The Town Council unanimously approved $7,650 to hire HealthConnect Networks, a Bangor, Maine-based consulting firm, to investigate e-Rate and Healthcare Connect Fund subsidy options that would help pay for the cost of connecting Town Hall, the Block Island School, the Block Island Medical Center, the Island Free Library, and the Police Station. The contract calls for 34 hours of work.
Town Finance Director Amy Land, who has been serving in an advisory role to the New Shoreham Broadband Committee, said that federal grant applications can be “very complicated,” and are beyond the town’s expertise. “HealthConnect is best equipped to understand the federal funding process,” she said, noting that HealthConnect would do an analysis of the project and see how it meets funding requirements.
The timetable for acquiring federal (grant) funding is coordinated “with this spring’s application windows” for grant monies that, if approved, would become available after July 1,” said Land. “This is (funding) for just the critical anchor institutions as a step toward the larger project.”
Land told The Block Island Times that no estimate has yet been calculated for this smaller project. “Reviewing and refining the design and funding request plan is part of the scope of work of HealthConnect Networks, so we’ll be waiting to hear their findings,” she said.
During the meeting, Land noted that, “Applications (for grant funding) are due by April 30, and May 31,” and would be for two programs: one for schools and libraries, and the other for healthcare facilities.
A Jan. 9 letter from Land, IT Manager Michele Spero, and Facilities Manager Sam Bird, to Town Manager Edward Roberge, noted that this step is aimed at meeting two key objectives: (1) providing critical service to the town’s main facilities, and (2) to serve as a catalyst for a broader initiative. The letter states that efforts to define a comprehensive technical and funding approach for a town-wide solution has been challenging.
Councilor Sven Risom said he wanted assurances that the broader island-wide broadband network would be included in the project’s scope. “How do we ensure that this ties in with the bigger island-wide effort?” asked Risom.

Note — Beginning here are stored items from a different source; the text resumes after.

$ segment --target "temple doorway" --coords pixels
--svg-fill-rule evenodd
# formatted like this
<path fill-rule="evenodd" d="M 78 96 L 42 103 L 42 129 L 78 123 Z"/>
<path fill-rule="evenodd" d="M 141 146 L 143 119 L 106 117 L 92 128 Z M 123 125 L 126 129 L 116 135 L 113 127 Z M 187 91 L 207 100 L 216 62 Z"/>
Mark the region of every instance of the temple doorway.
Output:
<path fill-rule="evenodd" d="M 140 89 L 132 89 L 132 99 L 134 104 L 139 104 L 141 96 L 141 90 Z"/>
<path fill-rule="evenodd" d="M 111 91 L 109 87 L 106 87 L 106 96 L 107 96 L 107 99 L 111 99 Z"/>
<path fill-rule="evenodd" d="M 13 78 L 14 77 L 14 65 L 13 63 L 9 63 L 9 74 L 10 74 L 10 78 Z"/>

“The answer to that question is the resolve of the Broadband Committee,” said Broadband Committee member Ray Torrey. “This is step one, and then we move on. This is just an interim measure.”

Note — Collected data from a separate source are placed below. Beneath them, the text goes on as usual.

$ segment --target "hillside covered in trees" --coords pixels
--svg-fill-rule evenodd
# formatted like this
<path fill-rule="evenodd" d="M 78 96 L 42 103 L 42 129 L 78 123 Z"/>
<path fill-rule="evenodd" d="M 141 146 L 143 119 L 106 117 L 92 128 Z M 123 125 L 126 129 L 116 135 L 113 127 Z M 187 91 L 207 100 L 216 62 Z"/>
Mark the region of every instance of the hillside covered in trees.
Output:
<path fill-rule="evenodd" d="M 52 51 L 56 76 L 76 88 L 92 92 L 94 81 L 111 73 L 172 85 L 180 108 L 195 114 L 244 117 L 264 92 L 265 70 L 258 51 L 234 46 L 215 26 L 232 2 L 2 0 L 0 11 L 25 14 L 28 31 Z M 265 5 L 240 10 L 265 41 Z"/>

Torrey said the Committee members “all agreed that this is a great opportunity for the institutions that need it desperately, like the School and the Medical Center. And once that is done, the people will see the extreme difference that broadband has created” for the island community.
Land said that “a key part of the design” for the anchor institution broadband project is that it be “expandable.” She said the plan “needs to be scalable” to accommodate an island-wide network.

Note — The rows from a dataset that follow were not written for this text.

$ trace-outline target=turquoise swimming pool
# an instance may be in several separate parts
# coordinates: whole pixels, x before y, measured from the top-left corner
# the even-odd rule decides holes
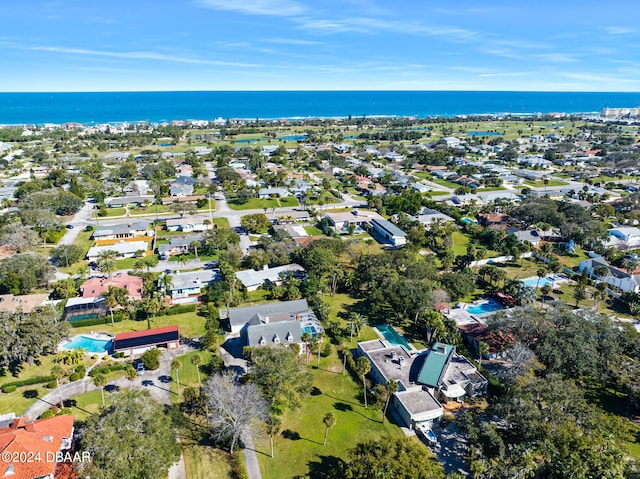
[[[469,314],[487,314],[499,311],[503,307],[504,306],[498,303],[495,299],[489,298],[489,300],[484,303],[470,304],[469,306],[467,306],[466,311]]]
[[[64,345],[67,349],[85,349],[90,353],[107,353],[113,346],[110,339],[95,339],[89,336],[76,336]]]
[[[535,288],[535,287],[542,288],[543,286],[545,286],[547,284],[551,285],[556,280],[558,280],[558,277],[556,276],[556,278],[554,280],[553,275],[551,275],[551,276],[545,276],[544,278],[540,278],[540,282],[538,282],[538,278],[523,279],[521,281],[525,285],[531,286],[532,288]]]
[[[392,346],[404,346],[407,351],[411,351],[413,349],[407,340],[404,339],[404,336],[398,333],[398,331],[396,331],[390,324],[378,324],[375,328]]]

“With success in acquiring funding, what would be the fruition date?” asked First Warden Ken Lacoste.
Land said the first step would be HealthConnect’s analysis, and the work involved with applying for funding. “The next step would be, if we decide, to create an RFP that gets filed with the FCC. Then we hear back from the federal funds as to whether we are eligible or not.”
In other news, the Town Council voted unanimously to adopt a resolution to be sent to the Rhode Island General Assembly supporting sharing of all interconnection and standby transformer costs associated with National Grid’s sea2shore cable transmission system with mainland National Grid ratepayers.
The next Town Council meeting is Monday, Feb. 5 at 7 p.m.